1. Die Sache ist zur erneuten Entscheidung über die Abhilfe an das Landgericht zurückzugeben, weil das Verfahren zur Entscheidung über die Abhilfe gemäß § 572 Abs. 1 Satz 1 ZPO nicht ordnungsgemäß durchgeführt worden ist.

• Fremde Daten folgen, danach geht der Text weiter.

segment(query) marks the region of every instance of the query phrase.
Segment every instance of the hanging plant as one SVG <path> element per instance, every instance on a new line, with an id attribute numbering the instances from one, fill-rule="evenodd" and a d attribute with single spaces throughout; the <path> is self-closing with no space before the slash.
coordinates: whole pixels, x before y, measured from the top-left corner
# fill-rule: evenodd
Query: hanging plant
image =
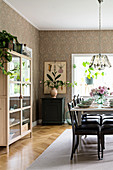
<path id="1" fill-rule="evenodd" d="M 18 43 L 17 37 L 7 33 L 5 30 L 0 32 L 0 70 L 5 75 L 12 75 L 11 71 L 14 71 L 7 71 L 5 68 L 5 64 L 12 61 L 12 55 L 9 51 L 12 49 L 13 41 Z"/>

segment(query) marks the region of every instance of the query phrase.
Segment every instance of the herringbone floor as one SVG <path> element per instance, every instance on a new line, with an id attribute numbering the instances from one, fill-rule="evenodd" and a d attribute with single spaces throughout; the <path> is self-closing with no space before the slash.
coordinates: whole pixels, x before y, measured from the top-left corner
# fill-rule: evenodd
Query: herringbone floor
<path id="1" fill-rule="evenodd" d="M 9 154 L 0 148 L 0 170 L 26 169 L 69 125 L 41 126 L 33 128 L 29 135 L 10 145 Z"/>

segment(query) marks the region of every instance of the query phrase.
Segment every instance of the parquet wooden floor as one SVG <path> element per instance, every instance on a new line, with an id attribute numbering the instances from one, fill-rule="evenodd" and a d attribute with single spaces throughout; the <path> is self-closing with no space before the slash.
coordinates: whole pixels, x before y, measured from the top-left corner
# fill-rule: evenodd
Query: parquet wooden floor
<path id="1" fill-rule="evenodd" d="M 35 126 L 29 135 L 10 145 L 9 154 L 0 148 L 0 170 L 25 170 L 69 125 Z"/>

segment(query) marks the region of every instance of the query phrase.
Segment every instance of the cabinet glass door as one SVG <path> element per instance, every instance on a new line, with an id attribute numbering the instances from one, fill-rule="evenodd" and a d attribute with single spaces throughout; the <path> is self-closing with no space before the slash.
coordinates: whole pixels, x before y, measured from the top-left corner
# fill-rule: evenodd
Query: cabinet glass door
<path id="1" fill-rule="evenodd" d="M 20 58 L 19 57 L 12 57 L 12 61 L 9 65 L 9 71 L 13 73 L 10 76 L 11 81 L 20 81 Z"/>
<path id="2" fill-rule="evenodd" d="M 31 85 L 30 84 L 22 84 L 22 107 L 30 106 L 30 90 Z"/>
<path id="3" fill-rule="evenodd" d="M 23 82 L 30 82 L 31 75 L 30 75 L 30 60 L 22 58 L 22 81 Z"/>
<path id="4" fill-rule="evenodd" d="M 21 131 L 20 131 L 20 127 L 21 127 L 20 115 L 21 115 L 20 111 L 9 114 L 9 127 L 10 127 L 9 139 L 10 140 L 19 136 L 21 133 Z"/>
<path id="5" fill-rule="evenodd" d="M 20 84 L 9 83 L 9 110 L 21 108 Z"/>
<path id="6" fill-rule="evenodd" d="M 24 109 L 22 111 L 22 133 L 30 129 L 30 111 L 31 109 Z"/>

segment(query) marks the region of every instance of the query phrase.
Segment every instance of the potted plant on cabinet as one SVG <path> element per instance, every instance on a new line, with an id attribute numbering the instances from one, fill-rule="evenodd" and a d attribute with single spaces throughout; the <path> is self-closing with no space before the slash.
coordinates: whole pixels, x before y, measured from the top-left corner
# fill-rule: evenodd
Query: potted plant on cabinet
<path id="1" fill-rule="evenodd" d="M 99 73 L 98 71 L 95 71 L 95 69 L 93 67 L 90 67 L 90 63 L 89 62 L 83 62 L 82 63 L 83 67 L 85 67 L 85 81 L 86 84 L 93 84 L 93 79 L 97 79 L 98 75 L 101 74 L 102 76 L 104 76 L 104 72 Z"/>
<path id="2" fill-rule="evenodd" d="M 2 70 L 5 75 L 12 75 L 10 71 L 6 70 L 5 64 L 12 61 L 12 55 L 8 50 L 12 50 L 13 40 L 18 43 L 17 37 L 5 30 L 0 32 L 0 70 Z"/>
<path id="3" fill-rule="evenodd" d="M 63 82 L 62 80 L 58 80 L 61 77 L 61 74 L 57 74 L 57 71 L 52 72 L 52 75 L 47 74 L 48 80 L 46 81 L 40 81 L 40 84 L 45 84 L 45 86 L 48 86 L 48 88 L 51 88 L 50 90 L 50 94 L 52 98 L 56 98 L 57 96 L 57 89 L 59 87 L 63 87 L 63 86 L 73 86 L 77 85 L 76 82 L 74 83 L 70 83 L 70 82 Z"/>

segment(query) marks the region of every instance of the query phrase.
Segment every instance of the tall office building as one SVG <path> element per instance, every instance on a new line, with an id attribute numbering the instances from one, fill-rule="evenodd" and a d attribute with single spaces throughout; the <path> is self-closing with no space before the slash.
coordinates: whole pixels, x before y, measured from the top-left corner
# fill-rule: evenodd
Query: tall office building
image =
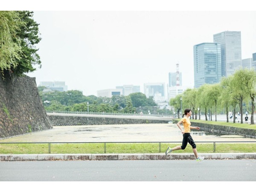
<path id="1" fill-rule="evenodd" d="M 179 79 L 180 80 L 180 86 L 182 86 L 182 73 L 179 73 Z M 177 73 L 169 73 L 169 87 L 177 86 Z"/>
<path id="2" fill-rule="evenodd" d="M 65 81 L 41 81 L 38 86 L 44 86 L 52 90 L 67 91 L 67 86 L 65 85 Z"/>
<path id="3" fill-rule="evenodd" d="M 195 87 L 218 83 L 221 77 L 220 44 L 204 43 L 194 46 Z"/>
<path id="4" fill-rule="evenodd" d="M 213 42 L 221 44 L 221 76 L 233 74 L 242 66 L 241 32 L 227 31 L 214 35 Z"/>
<path id="5" fill-rule="evenodd" d="M 147 98 L 152 96 L 155 102 L 161 102 L 166 100 L 164 83 L 144 83 L 144 94 Z"/>
<path id="6" fill-rule="evenodd" d="M 252 68 L 256 70 L 256 52 L 253 53 Z"/>
<path id="7" fill-rule="evenodd" d="M 140 86 L 131 85 L 124 85 L 122 86 L 116 86 L 116 89 L 122 89 L 122 95 L 127 96 L 131 93 L 140 92 Z"/>
<path id="8" fill-rule="evenodd" d="M 242 66 L 243 69 L 247 68 L 250 70 L 253 67 L 253 59 L 248 58 L 244 59 L 242 59 Z"/>
<path id="9" fill-rule="evenodd" d="M 122 95 L 122 90 L 121 89 L 108 89 L 97 91 L 97 96 L 111 98 L 115 95 Z"/>

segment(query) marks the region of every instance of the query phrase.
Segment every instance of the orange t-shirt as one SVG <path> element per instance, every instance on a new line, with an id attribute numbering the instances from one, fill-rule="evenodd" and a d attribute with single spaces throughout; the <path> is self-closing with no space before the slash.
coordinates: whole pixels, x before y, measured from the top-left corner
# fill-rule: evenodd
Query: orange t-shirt
<path id="1" fill-rule="evenodd" d="M 182 124 L 184 127 L 184 132 L 190 133 L 190 125 L 191 125 L 191 123 L 189 121 L 189 119 L 184 116 L 181 119 L 181 121 L 182 121 Z"/>

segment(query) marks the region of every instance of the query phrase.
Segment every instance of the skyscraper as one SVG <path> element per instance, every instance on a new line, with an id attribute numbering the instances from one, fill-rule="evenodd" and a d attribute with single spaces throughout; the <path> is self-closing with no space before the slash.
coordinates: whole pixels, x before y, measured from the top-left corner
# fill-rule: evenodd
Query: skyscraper
<path id="1" fill-rule="evenodd" d="M 204 43 L 194 46 L 195 87 L 218 83 L 221 77 L 220 44 Z"/>
<path id="2" fill-rule="evenodd" d="M 169 73 L 169 87 L 176 86 L 177 85 L 177 72 Z M 179 73 L 180 86 L 182 86 L 182 73 Z"/>
<path id="3" fill-rule="evenodd" d="M 242 66 L 241 32 L 227 31 L 214 35 L 213 42 L 221 44 L 221 76 L 233 74 Z"/>
<path id="4" fill-rule="evenodd" d="M 52 90 L 67 91 L 67 86 L 65 85 L 65 81 L 41 81 L 38 86 L 44 86 Z"/>
<path id="5" fill-rule="evenodd" d="M 144 94 L 147 98 L 152 96 L 155 102 L 163 101 L 165 98 L 164 83 L 144 83 Z"/>
<path id="6" fill-rule="evenodd" d="M 116 89 L 122 89 L 122 95 L 127 96 L 131 93 L 140 92 L 140 86 L 132 84 L 124 85 L 122 86 L 116 86 Z"/>
<path id="7" fill-rule="evenodd" d="M 256 70 L 256 52 L 253 53 L 253 63 L 252 67 L 254 70 Z"/>

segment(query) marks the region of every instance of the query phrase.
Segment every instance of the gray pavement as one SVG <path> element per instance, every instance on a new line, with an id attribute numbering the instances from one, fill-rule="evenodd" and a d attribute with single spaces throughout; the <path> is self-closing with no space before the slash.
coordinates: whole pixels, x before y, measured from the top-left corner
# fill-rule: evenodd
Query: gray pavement
<path id="1" fill-rule="evenodd" d="M 256 139 L 238 135 L 216 136 L 197 131 L 192 133 L 196 143 L 200 142 L 253 141 Z M 181 143 L 182 135 L 175 124 L 130 124 L 73 126 L 54 126 L 50 130 L 0 140 L 8 142 L 177 142 Z M 205 159 L 256 159 L 256 153 L 200 154 Z M 189 154 L 0 154 L 0 160 L 74 160 L 194 159 Z"/>

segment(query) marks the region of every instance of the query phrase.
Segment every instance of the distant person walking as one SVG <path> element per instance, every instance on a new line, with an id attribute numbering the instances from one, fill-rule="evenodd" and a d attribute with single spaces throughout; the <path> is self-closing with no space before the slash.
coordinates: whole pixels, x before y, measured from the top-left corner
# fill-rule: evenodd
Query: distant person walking
<path id="1" fill-rule="evenodd" d="M 177 124 L 177 125 L 178 127 L 181 131 L 181 133 L 183 134 L 183 140 L 182 140 L 182 145 L 181 146 L 177 146 L 172 148 L 171 148 L 170 147 L 168 147 L 166 151 L 166 155 L 167 154 L 175 150 L 179 150 L 180 149 L 184 150 L 186 148 L 188 143 L 192 146 L 193 149 L 193 152 L 195 157 L 196 161 L 199 162 L 204 160 L 204 157 L 198 157 L 197 150 L 196 149 L 196 145 L 193 140 L 193 138 L 190 135 L 190 129 L 200 129 L 200 128 L 199 127 L 192 127 L 190 126 L 191 123 L 189 120 L 189 117 L 191 116 L 192 112 L 191 110 L 190 109 L 186 109 L 184 111 L 184 114 L 183 114 L 183 117 L 181 120 L 180 120 Z M 185 115 L 185 116 L 184 116 Z M 183 126 L 184 127 L 184 130 L 180 126 L 180 124 L 182 123 Z"/>
<path id="2" fill-rule="evenodd" d="M 248 116 L 247 115 L 246 115 L 244 119 L 245 119 L 245 123 L 248 124 Z"/>
<path id="3" fill-rule="evenodd" d="M 230 115 L 230 118 L 231 119 L 232 117 L 233 117 L 233 114 L 232 114 L 232 112 L 231 111 L 230 111 L 230 112 L 229 113 L 229 115 Z"/>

Bei der Entscheidung, ob der sofortigen Beschwerde im Umfange der Anfechtung abzuhelfen ist, hätte das Landgericht auch prüfen müssen, ob der gemeinsame Kostenfestsetzungsantrag der Beklagten vom 15.10.2019 zulässig ist. Diese Zulässigkeitsprüfung hat das Landgericht jedoch unterlassen, was sich daraus ergibt, dass es weder in den Gründen des angefochtenen Kostenfestsetzungsbeschlusses noch in denen des Nichtabhilfebeschlusses vom 04.03.2020 Ausführungen zur Zulässigkeit des Festsetzungsantrages gemacht hat. Eine Auseinandersetzung mit dieser Frage wäre indes erforderlich gewesen, weil Kostenfestsetzungsanträge wie der vorliegende nach ständiger Rechtsprechung des Senats unzulässig sind (vgl. Beschl. v. 05.03.2012 - 18 W 48/12; Beschl. v. 16.12.2013 - 18 W 168/13; Beschl. v. 09.03.2015 - 18 W 236/14; Beschl. v. 30.06.2017 - 18 W 111/17).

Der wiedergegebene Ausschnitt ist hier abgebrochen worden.